I brought up the subject of changing the name from Far East into Pacific at one of my first meeting with General Carlos Romulo of the Philippines, who was Foreign Secretary at that time. He was a very enthusiastic supporter since it was he himself had first initiated the proposal to substitute Far East with Pacific. However, this was turned down by my predecessor who had insisted that ECAFE was already a household word.

 

I suggested to Romulo to add the word Social as well since the regional commissions were subsidiary bodies of the Economic and Social Council of the United Nations. More important, however, was that the term social was intended to reflect an integrated approach to development embraced not only economic indicators but social dimensions as well.

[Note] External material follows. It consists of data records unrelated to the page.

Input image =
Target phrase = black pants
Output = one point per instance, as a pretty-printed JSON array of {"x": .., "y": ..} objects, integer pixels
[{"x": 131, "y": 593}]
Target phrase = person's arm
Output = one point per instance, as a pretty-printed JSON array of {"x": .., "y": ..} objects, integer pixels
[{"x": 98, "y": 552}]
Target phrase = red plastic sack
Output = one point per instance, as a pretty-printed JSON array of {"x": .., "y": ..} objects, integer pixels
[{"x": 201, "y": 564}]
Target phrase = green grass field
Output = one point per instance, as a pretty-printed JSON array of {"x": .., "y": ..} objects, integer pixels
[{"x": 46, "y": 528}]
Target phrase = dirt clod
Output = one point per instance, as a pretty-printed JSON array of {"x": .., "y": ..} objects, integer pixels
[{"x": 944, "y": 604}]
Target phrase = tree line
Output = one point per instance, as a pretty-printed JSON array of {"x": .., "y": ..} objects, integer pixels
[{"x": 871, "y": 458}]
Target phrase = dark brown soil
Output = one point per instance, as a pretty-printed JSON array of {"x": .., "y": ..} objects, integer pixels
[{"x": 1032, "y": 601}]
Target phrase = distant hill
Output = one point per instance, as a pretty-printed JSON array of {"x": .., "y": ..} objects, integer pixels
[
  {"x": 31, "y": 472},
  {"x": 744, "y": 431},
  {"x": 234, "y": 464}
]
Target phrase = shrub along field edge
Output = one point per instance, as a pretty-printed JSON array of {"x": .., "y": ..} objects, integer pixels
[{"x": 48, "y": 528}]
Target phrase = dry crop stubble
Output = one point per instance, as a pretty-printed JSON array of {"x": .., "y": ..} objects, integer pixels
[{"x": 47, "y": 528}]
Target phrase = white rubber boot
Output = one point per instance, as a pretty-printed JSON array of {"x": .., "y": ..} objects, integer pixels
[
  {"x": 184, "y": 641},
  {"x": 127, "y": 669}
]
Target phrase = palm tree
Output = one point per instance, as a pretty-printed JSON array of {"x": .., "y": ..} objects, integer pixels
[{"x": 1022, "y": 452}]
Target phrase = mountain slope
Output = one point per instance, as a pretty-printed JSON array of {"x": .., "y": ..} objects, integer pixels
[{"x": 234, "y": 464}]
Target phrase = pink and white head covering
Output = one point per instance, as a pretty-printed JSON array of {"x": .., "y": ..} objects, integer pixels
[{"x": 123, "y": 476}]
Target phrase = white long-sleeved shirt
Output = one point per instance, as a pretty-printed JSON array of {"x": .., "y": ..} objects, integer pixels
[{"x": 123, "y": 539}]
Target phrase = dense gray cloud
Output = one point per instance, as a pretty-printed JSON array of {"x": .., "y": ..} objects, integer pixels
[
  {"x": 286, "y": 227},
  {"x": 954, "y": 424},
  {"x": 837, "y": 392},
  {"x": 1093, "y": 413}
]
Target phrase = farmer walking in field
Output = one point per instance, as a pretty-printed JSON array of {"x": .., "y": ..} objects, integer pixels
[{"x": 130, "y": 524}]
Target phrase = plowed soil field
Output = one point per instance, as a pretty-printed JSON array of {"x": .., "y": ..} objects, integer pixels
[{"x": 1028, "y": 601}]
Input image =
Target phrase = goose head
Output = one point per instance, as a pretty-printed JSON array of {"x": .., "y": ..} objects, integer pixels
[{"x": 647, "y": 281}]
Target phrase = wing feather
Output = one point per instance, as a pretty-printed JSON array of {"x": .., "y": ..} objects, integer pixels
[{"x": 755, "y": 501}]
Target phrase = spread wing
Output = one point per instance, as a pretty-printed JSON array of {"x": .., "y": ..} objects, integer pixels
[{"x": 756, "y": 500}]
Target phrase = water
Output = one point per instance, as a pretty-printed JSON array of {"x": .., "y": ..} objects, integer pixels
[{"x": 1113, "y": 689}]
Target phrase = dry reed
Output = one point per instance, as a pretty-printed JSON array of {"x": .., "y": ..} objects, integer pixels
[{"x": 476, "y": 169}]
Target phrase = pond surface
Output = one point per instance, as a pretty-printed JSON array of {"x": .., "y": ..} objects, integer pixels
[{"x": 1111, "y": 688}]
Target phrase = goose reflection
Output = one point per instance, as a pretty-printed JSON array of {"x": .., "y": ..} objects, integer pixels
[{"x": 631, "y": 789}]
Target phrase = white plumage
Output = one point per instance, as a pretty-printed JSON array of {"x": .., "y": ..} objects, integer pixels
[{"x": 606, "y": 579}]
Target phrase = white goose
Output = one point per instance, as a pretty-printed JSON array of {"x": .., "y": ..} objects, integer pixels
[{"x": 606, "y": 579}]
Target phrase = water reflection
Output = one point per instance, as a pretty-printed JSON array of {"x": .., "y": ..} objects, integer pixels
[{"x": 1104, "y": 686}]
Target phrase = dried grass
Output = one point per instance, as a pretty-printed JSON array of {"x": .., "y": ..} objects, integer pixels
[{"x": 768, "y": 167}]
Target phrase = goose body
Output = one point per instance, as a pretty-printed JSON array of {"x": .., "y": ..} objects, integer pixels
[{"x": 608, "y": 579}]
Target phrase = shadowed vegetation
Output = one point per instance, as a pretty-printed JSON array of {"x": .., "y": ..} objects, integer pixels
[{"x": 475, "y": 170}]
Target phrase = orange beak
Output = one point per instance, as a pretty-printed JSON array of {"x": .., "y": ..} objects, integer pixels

And members themselves would pledge themselves to pursue policies to create a more just and rational world economic and social order, where equality of opportunity was to be much a prerogative of nations as of individuals within a nation.

 

I proposed to rename ECAFE to the Economic and Social Commission for Asia and the Pacific. General Romulo nodded in agreement. His only question was what the abbreviation would be. I replied “Something like ESCAP”. He thought for a while and said.  ”I agree as long as it is not escape”.

 

I submitted my proposal to the annual session of ECAFE that was held in Colombo in 19743m, my first session as Executive Secretary.

 

My proposal was adopted unanimously and subsequently endorsed by ECOSOC and United Nations General Assembly. ECAFE was subsequently renamed ESCAP as of 1974.

 

From then on I was referred to as Mr. ESCAP.